This coming year will test firms and advisors, said Ian Russell, CEO of IIAC, at the Empire Club of Canada luncheon today in Toronto.

As the Canadian economy gets back on its feet, he adds, more investors will jump back into markets. In fact, many people see 2014 as the year to get back in the game, so be ready to help with their transitions.

Due to client eagerness, many advisory-firm CEOs across the country (48%) expect profits to rise in 2014, finds a recent IIAC study. Most expect clients to change their portfolios and reduce their cash holdings (63%). Additionally, firms have cut costs and added scale to help boost performance.

The main problem is many companies, especially smaller dealers, will also need to invest in technology in 2014 to meet tough regulatory changes, such as CRM and disclosure reforms. The study finds the majority of industry CEOs (84%) say regulatory pressures and costs will weigh on 2014 growth.


“The industry will increasingly be looking for clear justification [of] any new rules,” says Russell, who predicts any changes that discourage small business investment and undermine industry growth won’t be welcomed.
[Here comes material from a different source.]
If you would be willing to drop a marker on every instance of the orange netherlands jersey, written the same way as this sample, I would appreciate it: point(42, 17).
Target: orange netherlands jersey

Last year alone, 13 dealers resigned from IIROC due to overly stringent regulation, he adds.

Read: What’s up in the boutique sector?

Nonetheless, more than half of CEOs (52%) plan to hire more staff, and few firms (10%) plan to acquire new business. They’ll instead focus on boosting services and on business investment since much financial industry consolidation has already taken place.


“This will be a make-or-break year for many firms,” says Russell. “In 2013, we saw that investors trust their advisors” and we need to continue to offer them investment choices and opportunities.